A hair-raising star of comedy
THE trouble with Freud, Ken Dodd once remarked, is that he never had to play the Glasgow Empire on a Saturday night.
Scotland is the setting for my favourite version of a famous story about the comic, who died on Sunday at the age of 90.
The musician Phil Cunningham tells the anecdote with tattyfilarious style – and swears it is all true.
After a gig in the NorthEast, Phil was invited into the manse of the local church for a few drams. Noticing a large picture of Ken Dodd, he remarked that he, too, was a great fan.
The minister coldly replied: ‘That’s my wife.’

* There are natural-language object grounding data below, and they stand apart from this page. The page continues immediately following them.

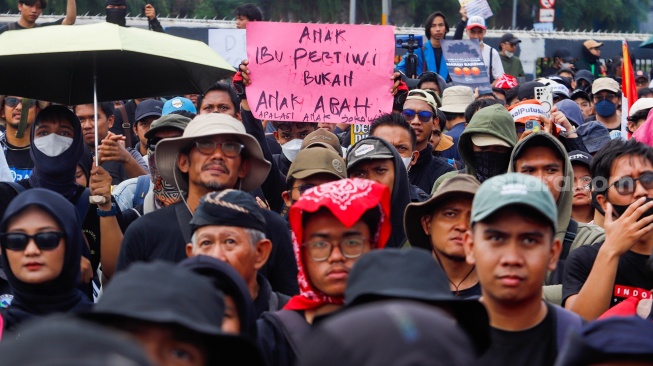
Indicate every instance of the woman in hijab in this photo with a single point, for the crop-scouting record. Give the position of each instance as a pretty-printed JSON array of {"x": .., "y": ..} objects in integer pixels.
[
  {"x": 41, "y": 245},
  {"x": 333, "y": 224}
]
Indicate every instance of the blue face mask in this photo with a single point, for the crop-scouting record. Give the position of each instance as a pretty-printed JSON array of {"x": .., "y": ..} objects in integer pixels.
[{"x": 605, "y": 108}]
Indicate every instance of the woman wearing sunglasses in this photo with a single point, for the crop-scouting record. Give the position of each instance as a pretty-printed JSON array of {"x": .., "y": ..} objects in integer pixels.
[{"x": 41, "y": 245}]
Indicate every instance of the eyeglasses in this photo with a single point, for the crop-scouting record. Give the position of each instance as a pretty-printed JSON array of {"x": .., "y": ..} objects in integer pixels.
[
  {"x": 303, "y": 188},
  {"x": 48, "y": 240},
  {"x": 608, "y": 97},
  {"x": 12, "y": 102},
  {"x": 320, "y": 250},
  {"x": 423, "y": 116},
  {"x": 230, "y": 149},
  {"x": 626, "y": 185}
]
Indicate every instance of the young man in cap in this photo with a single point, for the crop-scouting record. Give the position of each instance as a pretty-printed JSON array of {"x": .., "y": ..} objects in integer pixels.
[
  {"x": 146, "y": 112},
  {"x": 591, "y": 51},
  {"x": 455, "y": 100},
  {"x": 606, "y": 97},
  {"x": 439, "y": 224},
  {"x": 214, "y": 153},
  {"x": 512, "y": 243},
  {"x": 174, "y": 314},
  {"x": 476, "y": 30},
  {"x": 511, "y": 63},
  {"x": 229, "y": 226},
  {"x": 541, "y": 155},
  {"x": 602, "y": 275},
  {"x": 30, "y": 11}
]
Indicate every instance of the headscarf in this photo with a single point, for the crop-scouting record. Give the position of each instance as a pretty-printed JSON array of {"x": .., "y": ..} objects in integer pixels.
[
  {"x": 165, "y": 194},
  {"x": 231, "y": 283},
  {"x": 59, "y": 294},
  {"x": 347, "y": 200},
  {"x": 57, "y": 173}
]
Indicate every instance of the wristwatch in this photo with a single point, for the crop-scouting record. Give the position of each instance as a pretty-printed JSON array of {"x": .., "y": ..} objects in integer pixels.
[{"x": 111, "y": 212}]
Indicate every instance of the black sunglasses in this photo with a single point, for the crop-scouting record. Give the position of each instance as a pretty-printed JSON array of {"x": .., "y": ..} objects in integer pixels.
[
  {"x": 423, "y": 116},
  {"x": 45, "y": 241},
  {"x": 626, "y": 185}
]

Dodd, the comedy king of Knotty Ash, could have had even closer links to Scotland if he had dipped into his piggy bank and become a Scots laird. He went to view the hamlet of Kendoon, on the edge of the Galloway Forest, because it sounded like his name.

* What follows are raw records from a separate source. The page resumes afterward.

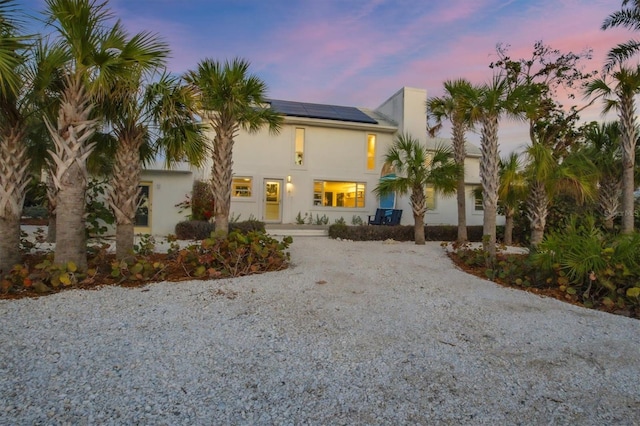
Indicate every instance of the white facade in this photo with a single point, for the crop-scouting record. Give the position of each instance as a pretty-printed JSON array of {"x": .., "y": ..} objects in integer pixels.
[{"x": 332, "y": 173}]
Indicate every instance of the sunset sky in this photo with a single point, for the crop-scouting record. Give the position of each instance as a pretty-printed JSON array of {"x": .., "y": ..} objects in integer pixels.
[{"x": 360, "y": 52}]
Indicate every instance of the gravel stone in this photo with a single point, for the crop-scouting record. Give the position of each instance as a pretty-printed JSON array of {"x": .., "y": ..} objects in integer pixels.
[{"x": 352, "y": 333}]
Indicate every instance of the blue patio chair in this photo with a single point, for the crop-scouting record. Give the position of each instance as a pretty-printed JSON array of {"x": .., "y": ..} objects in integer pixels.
[
  {"x": 394, "y": 218},
  {"x": 378, "y": 218}
]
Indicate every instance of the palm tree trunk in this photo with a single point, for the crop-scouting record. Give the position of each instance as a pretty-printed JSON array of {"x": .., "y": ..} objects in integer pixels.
[
  {"x": 628, "y": 142},
  {"x": 508, "y": 227},
  {"x": 221, "y": 178},
  {"x": 74, "y": 129},
  {"x": 459, "y": 153},
  {"x": 462, "y": 211},
  {"x": 51, "y": 207},
  {"x": 13, "y": 181},
  {"x": 418, "y": 203},
  {"x": 609, "y": 200},
  {"x": 71, "y": 240},
  {"x": 124, "y": 190},
  {"x": 489, "y": 177},
  {"x": 537, "y": 210}
]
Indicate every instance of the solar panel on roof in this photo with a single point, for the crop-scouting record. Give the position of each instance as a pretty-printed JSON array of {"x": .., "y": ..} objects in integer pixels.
[{"x": 327, "y": 112}]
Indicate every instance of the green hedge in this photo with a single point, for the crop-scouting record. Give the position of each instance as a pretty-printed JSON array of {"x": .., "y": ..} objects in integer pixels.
[
  {"x": 402, "y": 232},
  {"x": 201, "y": 229}
]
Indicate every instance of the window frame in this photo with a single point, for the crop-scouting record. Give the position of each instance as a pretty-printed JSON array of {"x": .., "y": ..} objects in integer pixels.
[
  {"x": 338, "y": 199},
  {"x": 234, "y": 190},
  {"x": 370, "y": 151},
  {"x": 303, "y": 160}
]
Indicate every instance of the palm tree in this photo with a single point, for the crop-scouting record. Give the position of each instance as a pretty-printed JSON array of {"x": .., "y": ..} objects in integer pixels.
[
  {"x": 230, "y": 99},
  {"x": 14, "y": 163},
  {"x": 627, "y": 17},
  {"x": 511, "y": 192},
  {"x": 453, "y": 106},
  {"x": 620, "y": 97},
  {"x": 603, "y": 148},
  {"x": 549, "y": 175},
  {"x": 416, "y": 168},
  {"x": 487, "y": 104},
  {"x": 160, "y": 119},
  {"x": 97, "y": 56}
]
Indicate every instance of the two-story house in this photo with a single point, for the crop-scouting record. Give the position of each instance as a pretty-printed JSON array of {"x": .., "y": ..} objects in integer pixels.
[{"x": 325, "y": 161}]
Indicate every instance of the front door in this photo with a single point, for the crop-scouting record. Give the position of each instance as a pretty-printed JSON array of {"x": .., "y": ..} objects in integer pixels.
[{"x": 272, "y": 200}]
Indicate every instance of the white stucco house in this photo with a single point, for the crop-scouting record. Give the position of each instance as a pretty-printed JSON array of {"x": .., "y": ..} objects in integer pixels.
[{"x": 325, "y": 161}]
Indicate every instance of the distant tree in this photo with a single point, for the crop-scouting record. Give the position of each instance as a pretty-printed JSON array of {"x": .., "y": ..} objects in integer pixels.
[
  {"x": 511, "y": 192},
  {"x": 602, "y": 146},
  {"x": 230, "y": 99},
  {"x": 619, "y": 95},
  {"x": 14, "y": 109},
  {"x": 454, "y": 106},
  {"x": 488, "y": 104},
  {"x": 541, "y": 77},
  {"x": 416, "y": 167},
  {"x": 626, "y": 17},
  {"x": 98, "y": 53}
]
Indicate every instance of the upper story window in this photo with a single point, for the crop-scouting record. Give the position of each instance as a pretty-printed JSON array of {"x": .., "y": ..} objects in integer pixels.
[
  {"x": 338, "y": 194},
  {"x": 241, "y": 187},
  {"x": 299, "y": 147},
  {"x": 477, "y": 200},
  {"x": 430, "y": 194},
  {"x": 371, "y": 152}
]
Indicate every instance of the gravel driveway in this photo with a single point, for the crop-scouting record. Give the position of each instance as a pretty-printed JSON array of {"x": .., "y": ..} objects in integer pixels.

Had Doddy paid the £27,000 asking price, he could have looked out over his Scots estate by climbing to the top of Dodd Hill. A few miles away was Loch Ken, where he could have gone for a dip.

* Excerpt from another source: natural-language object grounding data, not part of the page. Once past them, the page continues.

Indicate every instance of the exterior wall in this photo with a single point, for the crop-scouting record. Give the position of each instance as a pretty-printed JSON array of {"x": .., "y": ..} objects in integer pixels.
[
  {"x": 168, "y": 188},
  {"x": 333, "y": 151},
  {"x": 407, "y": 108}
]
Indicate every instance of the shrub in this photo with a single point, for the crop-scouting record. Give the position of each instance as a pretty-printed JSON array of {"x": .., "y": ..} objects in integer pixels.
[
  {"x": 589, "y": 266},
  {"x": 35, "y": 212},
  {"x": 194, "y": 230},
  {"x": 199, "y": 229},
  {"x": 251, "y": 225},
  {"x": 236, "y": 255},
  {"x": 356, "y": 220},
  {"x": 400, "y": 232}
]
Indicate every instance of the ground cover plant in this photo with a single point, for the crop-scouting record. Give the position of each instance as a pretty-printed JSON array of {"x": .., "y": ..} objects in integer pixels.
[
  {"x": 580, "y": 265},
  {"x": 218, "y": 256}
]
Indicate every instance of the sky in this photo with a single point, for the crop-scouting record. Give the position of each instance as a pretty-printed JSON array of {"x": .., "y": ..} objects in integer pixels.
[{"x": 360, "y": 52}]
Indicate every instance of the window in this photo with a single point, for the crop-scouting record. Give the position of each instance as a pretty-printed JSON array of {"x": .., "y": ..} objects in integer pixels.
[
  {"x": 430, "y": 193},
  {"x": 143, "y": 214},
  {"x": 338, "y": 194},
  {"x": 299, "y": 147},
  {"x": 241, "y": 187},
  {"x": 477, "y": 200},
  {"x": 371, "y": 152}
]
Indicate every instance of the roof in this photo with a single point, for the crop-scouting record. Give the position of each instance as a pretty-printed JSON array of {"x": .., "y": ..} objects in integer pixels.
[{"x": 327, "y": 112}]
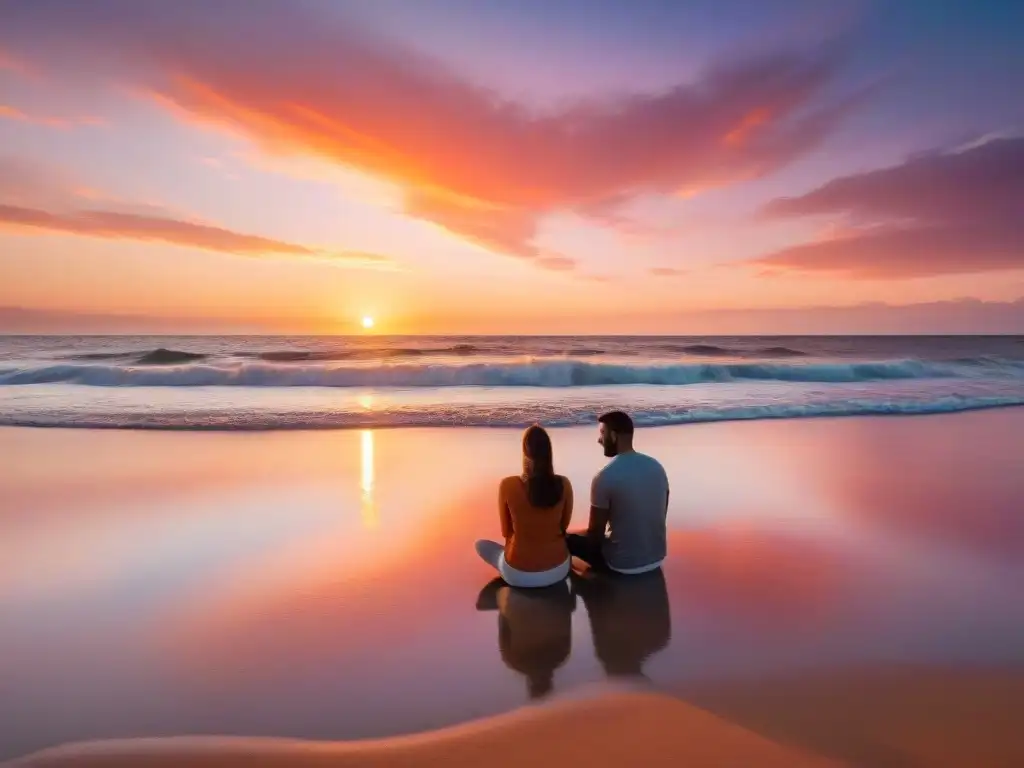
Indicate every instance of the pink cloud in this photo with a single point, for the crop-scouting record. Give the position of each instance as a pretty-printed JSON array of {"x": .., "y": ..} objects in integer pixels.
[
  {"x": 668, "y": 271},
  {"x": 121, "y": 225},
  {"x": 941, "y": 213},
  {"x": 478, "y": 165}
]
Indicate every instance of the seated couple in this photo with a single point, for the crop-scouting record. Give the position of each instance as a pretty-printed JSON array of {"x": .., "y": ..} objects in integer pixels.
[{"x": 629, "y": 501}]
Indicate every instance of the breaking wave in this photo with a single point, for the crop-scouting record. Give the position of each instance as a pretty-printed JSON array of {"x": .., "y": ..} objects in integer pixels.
[
  {"x": 479, "y": 415},
  {"x": 162, "y": 371}
]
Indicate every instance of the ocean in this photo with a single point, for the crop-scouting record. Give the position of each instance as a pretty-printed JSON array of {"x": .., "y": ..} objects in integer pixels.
[{"x": 266, "y": 383}]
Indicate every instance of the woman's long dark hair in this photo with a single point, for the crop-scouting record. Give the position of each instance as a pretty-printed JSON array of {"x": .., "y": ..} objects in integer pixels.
[{"x": 544, "y": 487}]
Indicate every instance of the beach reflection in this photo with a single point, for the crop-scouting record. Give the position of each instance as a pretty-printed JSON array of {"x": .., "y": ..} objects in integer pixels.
[
  {"x": 630, "y": 619},
  {"x": 368, "y": 507},
  {"x": 535, "y": 630},
  {"x": 243, "y": 573}
]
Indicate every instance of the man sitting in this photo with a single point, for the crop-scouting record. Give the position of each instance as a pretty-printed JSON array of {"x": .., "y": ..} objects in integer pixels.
[{"x": 629, "y": 503}]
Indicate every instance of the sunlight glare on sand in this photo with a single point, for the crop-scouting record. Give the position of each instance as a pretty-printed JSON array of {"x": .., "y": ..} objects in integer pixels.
[{"x": 369, "y": 509}]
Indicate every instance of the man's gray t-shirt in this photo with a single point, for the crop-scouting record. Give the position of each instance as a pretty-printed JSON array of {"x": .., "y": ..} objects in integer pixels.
[{"x": 634, "y": 488}]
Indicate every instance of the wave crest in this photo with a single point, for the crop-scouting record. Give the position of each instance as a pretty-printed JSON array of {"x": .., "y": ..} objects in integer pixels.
[{"x": 160, "y": 371}]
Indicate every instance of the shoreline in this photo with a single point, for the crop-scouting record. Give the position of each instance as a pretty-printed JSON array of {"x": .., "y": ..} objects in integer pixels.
[
  {"x": 213, "y": 428},
  {"x": 265, "y": 578}
]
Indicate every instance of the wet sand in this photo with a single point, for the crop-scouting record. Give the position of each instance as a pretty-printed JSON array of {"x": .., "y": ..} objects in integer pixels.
[{"x": 849, "y": 588}]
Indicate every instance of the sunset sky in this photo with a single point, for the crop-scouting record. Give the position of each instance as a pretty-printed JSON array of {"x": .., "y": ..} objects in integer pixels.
[{"x": 538, "y": 166}]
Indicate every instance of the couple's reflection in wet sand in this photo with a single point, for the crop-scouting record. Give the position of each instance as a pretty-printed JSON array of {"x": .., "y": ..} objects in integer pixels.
[{"x": 630, "y": 621}]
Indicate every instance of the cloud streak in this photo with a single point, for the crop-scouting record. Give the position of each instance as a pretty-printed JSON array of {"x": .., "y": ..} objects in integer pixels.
[
  {"x": 485, "y": 168},
  {"x": 121, "y": 225},
  {"x": 939, "y": 213},
  {"x": 12, "y": 113}
]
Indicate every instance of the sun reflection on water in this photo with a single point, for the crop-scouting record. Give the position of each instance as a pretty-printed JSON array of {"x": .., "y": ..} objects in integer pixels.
[{"x": 368, "y": 507}]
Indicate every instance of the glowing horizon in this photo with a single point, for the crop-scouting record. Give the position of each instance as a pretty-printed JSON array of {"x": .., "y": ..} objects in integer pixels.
[{"x": 716, "y": 168}]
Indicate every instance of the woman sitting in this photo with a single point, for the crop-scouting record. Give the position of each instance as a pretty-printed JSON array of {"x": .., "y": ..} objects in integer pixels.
[{"x": 535, "y": 510}]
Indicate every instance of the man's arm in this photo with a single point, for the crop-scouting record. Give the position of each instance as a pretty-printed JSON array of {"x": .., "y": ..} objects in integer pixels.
[
  {"x": 600, "y": 509},
  {"x": 598, "y": 524}
]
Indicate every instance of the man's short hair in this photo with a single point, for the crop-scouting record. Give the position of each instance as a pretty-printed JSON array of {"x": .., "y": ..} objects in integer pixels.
[{"x": 616, "y": 421}]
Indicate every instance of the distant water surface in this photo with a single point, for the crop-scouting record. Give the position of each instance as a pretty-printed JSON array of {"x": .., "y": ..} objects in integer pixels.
[{"x": 376, "y": 381}]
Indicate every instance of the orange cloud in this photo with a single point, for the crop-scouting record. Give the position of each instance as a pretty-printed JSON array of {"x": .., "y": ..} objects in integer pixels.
[
  {"x": 668, "y": 271},
  {"x": 478, "y": 165},
  {"x": 121, "y": 225}
]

What always struck me about Dodd was how well he knew and loved his local audiences, telling a Widnes audience that their heavily industrialised town was the only place in Britain where brown daffodils grew, while Sellafield is where tom cats lit up at night.
Glasgow changed after being the cultural city of Europe, according to Doddy, who said Weegies no longer had street fights. Instead there were ‘pavement debates’.